Renewal of a wildcard certificate with 0.26.01 (--preferred-challenges dns)


#1

Hi guys,
I’m writing a guide (in italian) about “how to get wildcard certificates with Let’s Encrypt”.

I’m using certbot 0.26.1.

I successfully got a wildcard certificate with certbot --email mioindirizzo@gmail.com --agree-tos --manual-public-ip-logging-ok certonly --manual --preferred-challenges dns -d 'miosito.com,*.miosito.com'. Easy peasy.

Now I’m trying to understand how the renewal will work. I found conflicting messages around: someone (and the output of the command itself) says that the standard letsencrypt-auto renew will work as usual, someoneelse says that this won’t work due to --preferred-challenges dns needing a specific API DNS-side.
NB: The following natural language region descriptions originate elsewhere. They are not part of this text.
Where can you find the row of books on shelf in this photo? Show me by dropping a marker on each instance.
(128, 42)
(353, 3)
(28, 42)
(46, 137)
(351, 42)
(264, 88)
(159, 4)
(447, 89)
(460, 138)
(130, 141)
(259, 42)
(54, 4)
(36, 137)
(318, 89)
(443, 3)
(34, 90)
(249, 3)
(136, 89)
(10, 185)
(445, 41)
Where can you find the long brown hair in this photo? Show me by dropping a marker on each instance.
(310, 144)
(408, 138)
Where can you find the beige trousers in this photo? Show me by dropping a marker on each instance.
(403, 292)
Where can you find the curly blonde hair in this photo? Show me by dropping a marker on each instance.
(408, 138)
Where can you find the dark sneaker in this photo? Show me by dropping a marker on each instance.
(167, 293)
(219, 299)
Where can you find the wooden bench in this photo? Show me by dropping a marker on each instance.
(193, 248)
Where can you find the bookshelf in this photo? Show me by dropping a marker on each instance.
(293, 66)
I suppose that, if the DNS TXT codes being generated by the renewal is the same, the renew will work. If the renewal will generate new DNS TXT codes this can’t work.

What should I expect?


#2

Ok, I found my own answer:

letsencrypt-auto renew --force-renewal

 The manual plugin is not working; there may be problems with your existing configuration.
The error was: PluginError('An authentication script must be provided with --manual-auth-hook when using the manual plugin non-interactively.',). Skipping.

So it’s true, you can’t auto-renew without an API :frowning:


#3

You will get a new token when you renew, which will need to be applied to your DNS zone just like the initial one.
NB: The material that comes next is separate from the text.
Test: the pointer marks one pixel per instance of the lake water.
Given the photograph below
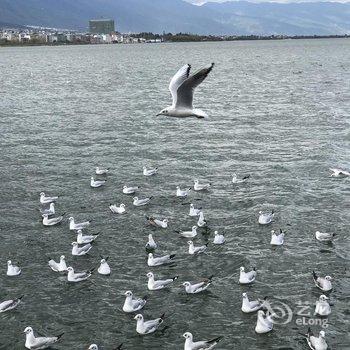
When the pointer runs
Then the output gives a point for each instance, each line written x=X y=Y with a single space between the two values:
x=278 y=110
Additionally, Certbot will error out on the automated renewal command, unless you provide a --manual-auth-hook flag with the path to a script that will apply the DNS record. Without this, you will need to renew manually every couple months, reapplying the new DNS record each time.

Ideally, you might consider using a DNS authenticator plugin that can talk with your DNS provider (acme.sh has better support for more providers that Certbot, but the gap is narrowing), or use something like acme-dns to handle this for you if your DNS host does not provide an API.


#4

Thanks @jared.m I appreciated your detailed answer.


#5

This topic was automatically closed 30 days after the last reply. New replies are no longer allowed.